8 is a front view of the plate 12 of FIG.

FIG. 9 is a flow rate versus instrument difference diagram.

FIG. 10 is a front view in which a part of a conventional technique is cut longitudinally.

FIG. 11 is a longitudinal sectional side view of a conventional technique.

FIG. 12 is a diagram illustrating a flow velocity distribution of a nozzle ejection port.
(A) shows the distribution in the left-right direction, and (b) shows the distribution in the front-back direction.

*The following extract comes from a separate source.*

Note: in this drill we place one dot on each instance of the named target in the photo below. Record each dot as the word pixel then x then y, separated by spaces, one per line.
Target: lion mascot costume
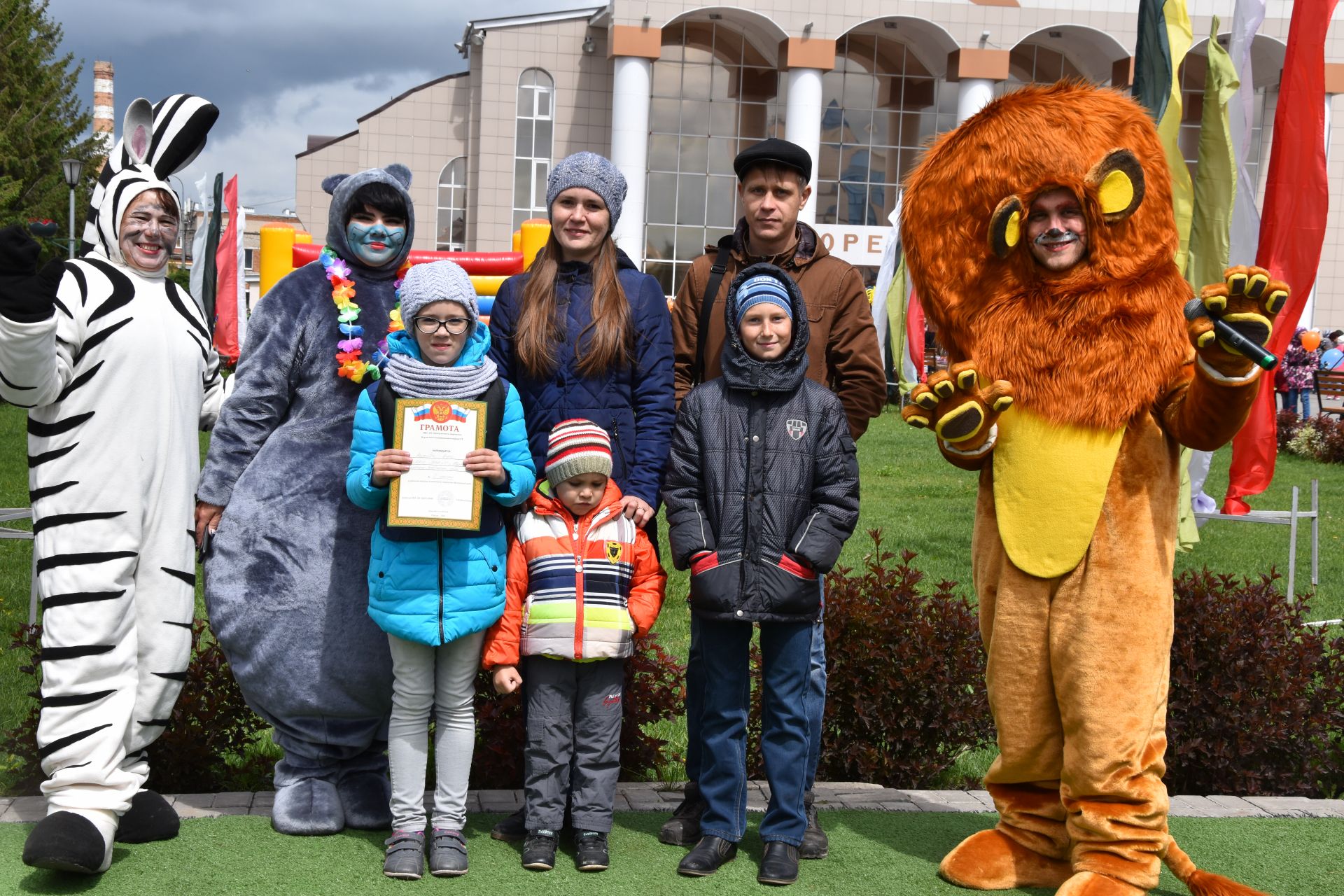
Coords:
pixel 1075 516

FIG. 13 is a flow rate versus instrument difference diagram.

[Explanation of symbols]

 5 Nozzle 5c Front wall 5d Rear wall D: Depth 13: Flow sensor

──────────────────────────────────────────────────続 き Continued on the front page (72) Inventor Shigenori Okamura 4-1-2, Hirano-cho, Chuo-ku, Osaka City Inside Osaka Gas Co., Ltd. No. 2 70 Inside Aichi Watch Electric Co., Ltd. (72) Inventor Tadao Shibuya 2-10-16 Higashi Kobashi, Higashi-Nari-ku, Osaka-shi Kansai Gas Meter Co., Ltd. (58) Field surveyed (Int. Cl. ⁶ , DB name) ) G01F 1/20 G01F 1/68 G01F 7/00

Claims (3)

(57) [Scope of request for utility model registration] 1. A fluid flow meter characterized in that at least one of a front wall and a rear wall of a nozzle of a fluidic oscillation element is formed with a curved surface whose depth decreases from upstream to downstream. 2. The fluid flow meter according to claim 1, wherein the front wall and the rear wall of the nozzle are made of a material having high rigidity. 3. A fluidic according to claim 1, wherein one of the front wall and the rear wall of the nozzle is formed as a curved surface and the other is formed as a flat surface, and the other is provided with a flow sensor for detecting a minute flow rate. Flowmeter.